Python Generators
Updated:
Python generators are an advanced concept that don’t see a lot of use in application programming. It’s relegated to the domain of frameworks or libraries that support concurrency.
Basic Generator
A generator is defined if a function definition contains the yield
statement.
This expression tells Python that the function does not execute to completion and will yield execution at some point.
def give_candy():
"""Hand out candy to trick-or-treaters."""
for i in bucket_of_candies():
yield i
return 'Success, handed out all the candies'
def dump_all_candy_to_one_kid():
return bucket_of_candies()
type(give_candy) # Function
type(give_candy()) # Generator
type(dump_all_candy_to_one_kid) # Function
type(dump_all_candy_to_one_kid()) # List
In this example, give_candy()
is a generator.
It doesn’t immediately return, it yields iterative values before finally returning.
Motivation For Generators
By pausing and resuming execution, generators are able to be more memory efficient when generating large result sets.
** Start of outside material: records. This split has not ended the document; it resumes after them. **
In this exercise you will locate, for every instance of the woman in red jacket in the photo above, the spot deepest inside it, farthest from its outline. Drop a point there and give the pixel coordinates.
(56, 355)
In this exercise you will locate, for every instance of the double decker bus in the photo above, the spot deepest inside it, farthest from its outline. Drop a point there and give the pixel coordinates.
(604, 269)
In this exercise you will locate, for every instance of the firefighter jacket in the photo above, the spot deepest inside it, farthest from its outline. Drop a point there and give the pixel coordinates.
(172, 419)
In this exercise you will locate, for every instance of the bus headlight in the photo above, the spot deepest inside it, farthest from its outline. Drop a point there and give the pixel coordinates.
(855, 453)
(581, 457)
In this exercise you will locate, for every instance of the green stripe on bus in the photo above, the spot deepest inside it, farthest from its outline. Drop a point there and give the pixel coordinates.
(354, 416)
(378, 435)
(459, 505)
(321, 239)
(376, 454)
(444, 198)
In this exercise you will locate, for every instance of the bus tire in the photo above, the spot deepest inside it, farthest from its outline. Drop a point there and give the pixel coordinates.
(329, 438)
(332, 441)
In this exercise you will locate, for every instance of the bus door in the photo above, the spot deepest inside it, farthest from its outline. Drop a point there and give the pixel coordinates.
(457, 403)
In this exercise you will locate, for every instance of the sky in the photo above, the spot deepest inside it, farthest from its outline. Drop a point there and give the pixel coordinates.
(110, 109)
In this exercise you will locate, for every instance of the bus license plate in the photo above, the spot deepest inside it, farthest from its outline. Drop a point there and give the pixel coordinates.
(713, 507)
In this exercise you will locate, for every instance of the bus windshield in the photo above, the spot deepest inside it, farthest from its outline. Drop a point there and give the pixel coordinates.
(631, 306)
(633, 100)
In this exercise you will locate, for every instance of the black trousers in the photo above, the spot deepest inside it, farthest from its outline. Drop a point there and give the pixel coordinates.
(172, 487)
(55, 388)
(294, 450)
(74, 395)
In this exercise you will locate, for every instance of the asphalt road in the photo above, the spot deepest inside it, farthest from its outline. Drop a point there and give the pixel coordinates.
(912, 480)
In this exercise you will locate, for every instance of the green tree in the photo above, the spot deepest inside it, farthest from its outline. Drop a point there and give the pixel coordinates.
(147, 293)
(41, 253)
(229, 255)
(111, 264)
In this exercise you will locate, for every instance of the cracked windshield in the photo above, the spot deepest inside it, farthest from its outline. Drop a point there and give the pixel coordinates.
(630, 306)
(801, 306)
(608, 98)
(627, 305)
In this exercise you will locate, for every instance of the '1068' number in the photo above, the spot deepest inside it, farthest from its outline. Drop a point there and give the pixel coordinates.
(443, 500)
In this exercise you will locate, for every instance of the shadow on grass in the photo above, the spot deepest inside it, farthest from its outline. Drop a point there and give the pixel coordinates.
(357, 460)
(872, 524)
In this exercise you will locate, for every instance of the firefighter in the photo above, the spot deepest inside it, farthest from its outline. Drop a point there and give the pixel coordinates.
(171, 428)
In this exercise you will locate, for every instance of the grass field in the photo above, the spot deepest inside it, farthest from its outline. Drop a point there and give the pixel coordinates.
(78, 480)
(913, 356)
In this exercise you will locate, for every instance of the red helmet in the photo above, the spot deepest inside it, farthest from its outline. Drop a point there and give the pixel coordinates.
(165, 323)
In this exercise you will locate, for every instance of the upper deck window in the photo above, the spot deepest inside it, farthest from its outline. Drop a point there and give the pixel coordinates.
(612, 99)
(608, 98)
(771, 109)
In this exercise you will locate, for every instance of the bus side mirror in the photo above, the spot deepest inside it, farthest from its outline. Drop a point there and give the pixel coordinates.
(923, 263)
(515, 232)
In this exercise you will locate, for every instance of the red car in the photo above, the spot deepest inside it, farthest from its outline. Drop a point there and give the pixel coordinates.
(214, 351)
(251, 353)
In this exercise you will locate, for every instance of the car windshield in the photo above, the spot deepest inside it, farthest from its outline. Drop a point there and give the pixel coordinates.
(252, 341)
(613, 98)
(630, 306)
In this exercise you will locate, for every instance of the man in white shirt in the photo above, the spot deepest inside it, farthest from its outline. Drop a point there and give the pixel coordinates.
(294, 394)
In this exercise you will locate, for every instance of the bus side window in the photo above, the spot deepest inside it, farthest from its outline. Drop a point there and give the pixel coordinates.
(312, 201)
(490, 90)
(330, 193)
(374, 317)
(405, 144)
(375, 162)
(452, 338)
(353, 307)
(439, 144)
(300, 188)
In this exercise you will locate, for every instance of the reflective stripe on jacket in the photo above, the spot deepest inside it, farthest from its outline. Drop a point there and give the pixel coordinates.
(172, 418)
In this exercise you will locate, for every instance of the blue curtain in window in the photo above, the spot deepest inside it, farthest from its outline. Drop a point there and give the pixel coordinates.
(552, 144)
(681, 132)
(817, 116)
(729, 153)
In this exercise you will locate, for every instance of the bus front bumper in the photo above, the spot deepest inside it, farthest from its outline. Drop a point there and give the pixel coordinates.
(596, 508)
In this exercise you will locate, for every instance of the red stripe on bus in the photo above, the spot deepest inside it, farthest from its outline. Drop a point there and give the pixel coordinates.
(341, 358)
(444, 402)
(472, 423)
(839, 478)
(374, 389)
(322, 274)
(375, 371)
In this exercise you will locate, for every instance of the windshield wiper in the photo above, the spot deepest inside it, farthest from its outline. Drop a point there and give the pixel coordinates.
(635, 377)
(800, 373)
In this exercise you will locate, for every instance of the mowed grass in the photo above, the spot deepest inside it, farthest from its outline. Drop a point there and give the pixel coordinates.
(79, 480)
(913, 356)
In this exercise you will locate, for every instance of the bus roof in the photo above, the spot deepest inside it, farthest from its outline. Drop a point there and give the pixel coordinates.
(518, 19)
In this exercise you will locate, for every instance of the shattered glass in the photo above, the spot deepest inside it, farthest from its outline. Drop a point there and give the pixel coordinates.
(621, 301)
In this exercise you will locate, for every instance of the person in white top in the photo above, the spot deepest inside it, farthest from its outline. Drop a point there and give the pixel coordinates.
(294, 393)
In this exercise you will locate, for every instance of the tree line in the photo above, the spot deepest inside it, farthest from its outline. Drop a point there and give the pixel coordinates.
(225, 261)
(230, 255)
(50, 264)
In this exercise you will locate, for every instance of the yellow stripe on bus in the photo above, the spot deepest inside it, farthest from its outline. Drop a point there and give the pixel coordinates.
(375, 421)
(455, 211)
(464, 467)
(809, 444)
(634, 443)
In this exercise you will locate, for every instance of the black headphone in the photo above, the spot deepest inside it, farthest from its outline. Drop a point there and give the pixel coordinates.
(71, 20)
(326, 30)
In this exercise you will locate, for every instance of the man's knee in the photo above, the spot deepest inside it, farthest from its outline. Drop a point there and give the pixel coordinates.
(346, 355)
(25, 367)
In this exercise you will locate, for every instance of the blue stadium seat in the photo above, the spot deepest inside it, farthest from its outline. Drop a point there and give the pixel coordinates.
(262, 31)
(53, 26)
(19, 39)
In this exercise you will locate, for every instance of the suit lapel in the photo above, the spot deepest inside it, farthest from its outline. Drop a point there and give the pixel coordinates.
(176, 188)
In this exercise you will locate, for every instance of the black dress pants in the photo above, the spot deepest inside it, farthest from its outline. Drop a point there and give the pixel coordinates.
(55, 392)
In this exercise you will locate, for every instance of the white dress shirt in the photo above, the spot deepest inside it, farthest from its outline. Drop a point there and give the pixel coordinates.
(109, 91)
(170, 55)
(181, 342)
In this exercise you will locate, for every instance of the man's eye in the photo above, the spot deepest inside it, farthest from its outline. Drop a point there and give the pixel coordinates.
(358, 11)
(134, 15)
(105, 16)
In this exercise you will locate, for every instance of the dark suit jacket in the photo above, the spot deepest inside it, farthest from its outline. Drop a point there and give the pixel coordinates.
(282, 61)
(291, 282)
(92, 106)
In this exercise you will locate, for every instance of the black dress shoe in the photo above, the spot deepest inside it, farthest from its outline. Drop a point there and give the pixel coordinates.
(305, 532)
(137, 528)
A random number generator will be able to generate infinite random numbers with low overhead.
A regular function would need to finish execution (generating infinite numbers) before it can return. As you can imagine, no computer in existence can finish generating “infinite” numbers and such a function would eventually run out of memory.
It needs to be stated that generators are not a performance optimization. They are a different paradigm of programming. This will become more relevant later, when we discuss coroutines.
Using Generators
Once you have a generator, you need a way to pull values from it.
Generators are Iterators
and implement the __next__()
function.
You can iterate through values using a for
loop or comprehensions.
To get a single value, you use next()
.
def give_candy():
for i in candies():
yield i
generator = give_candy()
candy = next(generator)
for i in generator:
hand_out(i)
Coroutines
So the above shows 90% of interactions involving generators. They’re performant iterators. But this greatly discounts the ability to write coroutines.
What are coroutines? Coroutines are subroutines that allow for multi-tasking. Similar to threads, you can run multiple coroutines concurrently, progressing each coroutine at arbitrary paces. Threads are to the OS, what coroutines are to a language runtime:
- the OS decides which threads to run and preempt. Concurrency synchronization constructs orchestrate ordering.
- the language runtime decides which coroutine to run. Coroutine constructs (yield) allow for orchestration.
Think of coroutines as a “passing a ball back-and-forth”:
- The caller will invoke a coroutine and sit back
- The coroutine will run until it hits a
yield
, then hand back control to the caller - The caller will continue execution before passing back to the coroutine (
send
ornext
). - Repeat until completed. This stackoverflow post has a good trivial example to illustrate.
Why Coroutines
Coroutines are a concurrency technique. It’s very similar to event-driven programming and is very efficient for IO bound operations.
Instead of using threads or processes, which use system resources in terms of memory and OS process/thread limits, coroutines are much lighter weight. They rely and constrain the programmers to write programs within this framework. This makes async programming harder to write and port, compared to simply multi-threading everything instead.